Just when the local real estate market was beginning to show signs of a rebound, concerns have emerged that the increase in the controversial National Social Responsibility Levy (NSRL) could dampen demand for new development in Barbados, while the new two per cent tax on foreign exchange transactions could affect future property purchases by foreign investors.
Officials of the real estate and construction industries are said to be still assessing the likely impact of the budgetary measures.
However, the umbrella body for local real estate agents and valuers has cautioned that the island stands to lose valuable foreign exchange from potential investors as a result of the foreign exchange fee (FXF), which is being implemented to stop foreign exchange leakage. The Barbados Estate Agents and Valuers Association (BEAVA) has also warned that the cost of property development could skyrocket by as much as 15 per cent, as a result of the NSRL increase from two to ten per cent.
The NSRL took effect on July 1, while the FXF will be implemented in two phases, beginning today with cash transactions, bank drafts and wire transfers, and then extending to credit and travel cards from September 1.
BEAVA president Paul Alleyne told Barbados TODAY there was a level of disquiet among overseas investors who own local properties, while suggesting that the FXF could be a deterrent to potential investors.
“Because when they go to repatriate their funds back to wherever they are from, they are going to lose two per cent of it. So it is not good news for them. Many of these people who own these houses in Barbados own them through offshore companies, so they can minimize their exposure to that type of things through those methods, but not every owner who is a foreign owner does that,” he said.
Alleyne said the industry players understood there was a need for Government to stop leakage of foreign exchange, given the island’s foreign exchange problem. However, he saw the tax as a major blow to the industry.
“The question is whether it will disincentivize foreign purchasers from buying in Barbados if they feel that the instant they bring in, let’s say $100,000, to buy a property, it is really only worth $98,000 if they try and take it out the island the very next day,” he said.
Alleyne said since the recession hit in 2007/2008, there had been a major slowdown in the number of transactions along with a reduction in prices, which continued until about three years ago.
He said during that period, prices were reduced on properties anywhere between 15 and 35 per cent depending on the location and type of the properties.
“So we have seen the market stabilized over the last two years and transactions have started to increase slightly, but that was then dampened in a big way by the value of the pound falling to an all-time low, and also the value of the Canadian dollar falling to an all-time low. That is the foreign market,” he said.
“The local market remains fairly depressed, especially the middle-income market. What I would say is that land sales, if the land is priced between $90,000 and $125,000 and is in a good location, there seem to still be demand for that.
“But the question in our minds now is the effect that the NSRL will have on the demand for new land development, because the building cost now for homes is going to go up, probably somewhere between 12 per cent and 15 per cent when you compound all the taxes together. So you may see a reduction in the number of land sales if persons feel that they can’t spend as much on the land because what they have left to build the house is not much because of the [NSRL] increase,” explained Alleyne.

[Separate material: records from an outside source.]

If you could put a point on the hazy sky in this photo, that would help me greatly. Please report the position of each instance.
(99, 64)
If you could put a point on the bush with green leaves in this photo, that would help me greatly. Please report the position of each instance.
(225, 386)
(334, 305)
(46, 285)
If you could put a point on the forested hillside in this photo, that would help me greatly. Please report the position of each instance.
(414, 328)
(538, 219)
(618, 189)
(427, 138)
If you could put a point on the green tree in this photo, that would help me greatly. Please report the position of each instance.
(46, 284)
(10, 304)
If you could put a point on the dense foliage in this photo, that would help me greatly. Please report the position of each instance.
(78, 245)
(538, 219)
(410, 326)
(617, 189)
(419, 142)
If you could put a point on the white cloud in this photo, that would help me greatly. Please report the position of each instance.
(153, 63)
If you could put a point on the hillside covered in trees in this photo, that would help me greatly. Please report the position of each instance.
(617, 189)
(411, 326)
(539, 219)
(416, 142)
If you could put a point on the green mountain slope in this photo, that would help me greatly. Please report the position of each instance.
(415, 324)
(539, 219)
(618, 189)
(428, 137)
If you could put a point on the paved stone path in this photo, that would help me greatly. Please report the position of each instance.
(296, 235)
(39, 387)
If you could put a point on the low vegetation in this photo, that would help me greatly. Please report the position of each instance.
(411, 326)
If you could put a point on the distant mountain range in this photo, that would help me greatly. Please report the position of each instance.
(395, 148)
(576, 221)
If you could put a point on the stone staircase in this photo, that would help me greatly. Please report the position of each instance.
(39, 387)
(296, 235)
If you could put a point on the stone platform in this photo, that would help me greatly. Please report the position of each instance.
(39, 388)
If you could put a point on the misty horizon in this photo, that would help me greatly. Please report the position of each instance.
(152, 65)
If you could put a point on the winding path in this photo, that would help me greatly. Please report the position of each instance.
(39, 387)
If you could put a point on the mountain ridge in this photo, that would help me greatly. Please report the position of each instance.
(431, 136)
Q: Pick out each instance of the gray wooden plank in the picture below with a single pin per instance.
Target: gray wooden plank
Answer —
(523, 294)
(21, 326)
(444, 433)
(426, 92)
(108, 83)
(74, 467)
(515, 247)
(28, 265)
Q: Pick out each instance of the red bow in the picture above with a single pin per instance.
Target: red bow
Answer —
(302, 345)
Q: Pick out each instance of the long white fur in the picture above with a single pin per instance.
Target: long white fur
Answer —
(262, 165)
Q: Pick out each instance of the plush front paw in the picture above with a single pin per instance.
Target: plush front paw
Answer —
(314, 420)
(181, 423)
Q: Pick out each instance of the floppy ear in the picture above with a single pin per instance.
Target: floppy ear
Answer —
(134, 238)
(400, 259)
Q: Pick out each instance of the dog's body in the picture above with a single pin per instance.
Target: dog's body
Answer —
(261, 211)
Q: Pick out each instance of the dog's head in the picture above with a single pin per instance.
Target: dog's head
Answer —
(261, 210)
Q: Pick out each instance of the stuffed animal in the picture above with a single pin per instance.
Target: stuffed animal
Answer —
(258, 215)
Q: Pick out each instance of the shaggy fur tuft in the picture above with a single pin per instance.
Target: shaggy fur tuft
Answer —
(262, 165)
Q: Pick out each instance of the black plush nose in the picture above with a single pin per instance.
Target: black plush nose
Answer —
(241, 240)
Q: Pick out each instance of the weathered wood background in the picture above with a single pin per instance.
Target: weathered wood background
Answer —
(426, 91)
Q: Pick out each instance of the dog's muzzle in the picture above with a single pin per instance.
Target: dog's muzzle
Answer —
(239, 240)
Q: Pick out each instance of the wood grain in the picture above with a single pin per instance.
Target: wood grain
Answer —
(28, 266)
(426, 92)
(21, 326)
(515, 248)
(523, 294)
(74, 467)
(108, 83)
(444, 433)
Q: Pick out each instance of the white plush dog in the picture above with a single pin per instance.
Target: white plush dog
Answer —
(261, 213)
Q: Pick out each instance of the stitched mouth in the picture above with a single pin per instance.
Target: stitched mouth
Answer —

The flip side, he said, was that the burdensome tax could result in existing homes becoming more attractive, although he said it was still a wait-and-see game at this point.
“But right now in Barbados, if you are looking to buy a property and you could find a home that is already built, chances are you could buy that for less than it would now cost you to build it on a vacant piece of land. So, I think that is going to have a negative impact on people who are developing new properties on the island, because they are going to be at a competitive disadvantage versus the existing product,” explained Alleyne.